Postscript: I mailed it in after introducing the relationship between the psychogeography of white suburbanites and perceptions of migration. I could write a book filled with different examples. That prospect overwhelmed me and I gave short shrift to the Long Island efforts to retain millennials. I chalk it up as another missed opportunity to push the conversation in a new direction.

Friday, February 13, 2015

Job Growth Is a Poor Measure of Economic Health

In a global era of demographic decline, the quality of employment trumps the number of jobs.

Theme: Ironic demographics

Subject Article: "Survey: 'Livability' attracts few people to Pittsburgh."

Other Links: 1. "Pittsburgh's Hidden Economic Boom."
2. "Unlike state, Pittsburgh region gains in relocations."
3. "How Local Assets Become Global Assets."
4. "Impact of Migration on the Pittsburgh Workforce."

Postscript: This week, I've been revisiting the idea that real estate markets and labor markets function in similar ways. A major caveat to the models of real estate markets pointing out how regulations bid up prices concerns neighborhood substitutability. If you live in a neighborhood that wouldn't pass muster with someone living in a wealthy enclave, then building more housing for the wealthy won't make your housing cheaper. Likewise, if there is a shortage of software engineers bidding up salaries, then only local labor that is substituable for such jobs counts as supply. A glut of software engineers won't depress wages in other sectors of the labor force.

Wednesday, February 11, 2015

How Local Assets Become Global Assets

Separate a real estate market into two parts: investors and occupiers.

Theme: Globalization and real estate.

Subject Article: "Miami condo-buyers aren't homeowners. They're traders."

Other Links: 1. "Property advisers scale up to challenge dominant global players."
2. "5 intriguing trends to track in the multifamily housing game."

Postscript: Strict zoning can push up land values. So can speculative real estate investment. Yet the former is held up as a major concern, the latter dismissed as a natural feature of a market. Speculative real estate investment is demand that distorts a market just like zoning distorts a market by inhibiting supply. Market urbanism will not make housing more affordable. It will make a bad situation, worse. Such ideological thinking does not deserve a seat at the policy table.

Wednesday, February 04, 2015

Wisconsin Governor Scott Walker on Economic Development

Governor Scott Walker's plan to reform public higher education in Wisconsin will undermine state economic development.

Theme: Eds and meds economy

Subject Article: "A New 'Wisconsin Idea' for Higher Education."

Other Links: 1. "Is Scott Walker getting ready to run for president?"

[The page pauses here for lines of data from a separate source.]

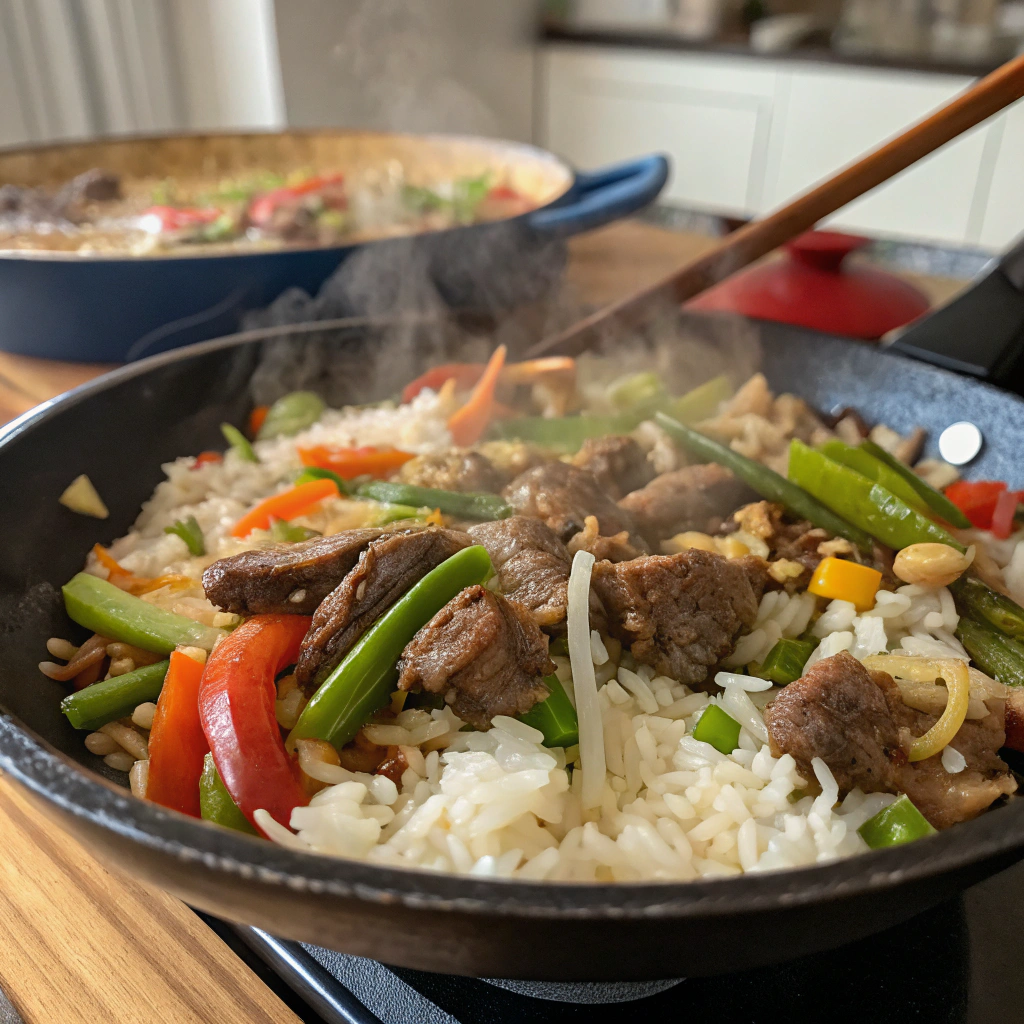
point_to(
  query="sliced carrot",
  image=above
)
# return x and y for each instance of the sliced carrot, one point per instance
(177, 743)
(349, 463)
(286, 505)
(467, 424)
(464, 374)
(256, 418)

Postscript: Gov. Walker intends to do a lot more than starve higher education of funding. He wants to redefine its mission:

Walker quietly altered the cherished policy in his budget, striking key parts about outreach to the state, the pursuit of truth and the improvement of the human condition in favor of language that defines the campuses more narrowly as agents of workforce development.

Over the last few months, I've been researching how universities can drive economic restructuring (think Pittsburgh and manufacturing). I learned that talent production (i.e. college graduates) doesn't move the needle on the educational attainment rate of the workforce. What does is R&D expenditures at the university. Furthermore, universities suck at tech transfer. Any success story is certainly the exception, not the rule. Open knowledge production is the cause of Pittsburgh's revitalization. Obviously, Scott Walker doesn't know this. He is poised to screw his own state.

Monday, February 02, 2015

When Leaving Home Is Good for the Hometown

When brain drain isn't economic development.

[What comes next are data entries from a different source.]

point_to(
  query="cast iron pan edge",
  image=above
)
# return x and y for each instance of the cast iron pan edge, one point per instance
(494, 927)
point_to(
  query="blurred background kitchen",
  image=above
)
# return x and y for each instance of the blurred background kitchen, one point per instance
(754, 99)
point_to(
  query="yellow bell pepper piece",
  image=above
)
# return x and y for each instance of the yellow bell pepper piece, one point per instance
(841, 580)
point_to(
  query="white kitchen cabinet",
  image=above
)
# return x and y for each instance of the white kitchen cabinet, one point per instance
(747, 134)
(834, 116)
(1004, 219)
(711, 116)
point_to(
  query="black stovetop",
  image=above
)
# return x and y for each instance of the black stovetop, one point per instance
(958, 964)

Theme: Migration and economic development

Subject Article: "Indirect Learning: How Emerging Market Firms Grow in Developed Markets."

Other Links: 1. "Guns, sex and arrogance: I hated everything about America — until I moved here."
2. "Diaspora Networks and the International Migration of Skills: How Countries Can Draw on Their Talent Abroad."

Postscript: People develop, not places. So what? I'm attempting to approach talent migration as an open question. Brain drain isn't bad or good. How can places generate economic development benefits from the inevitable out-migration?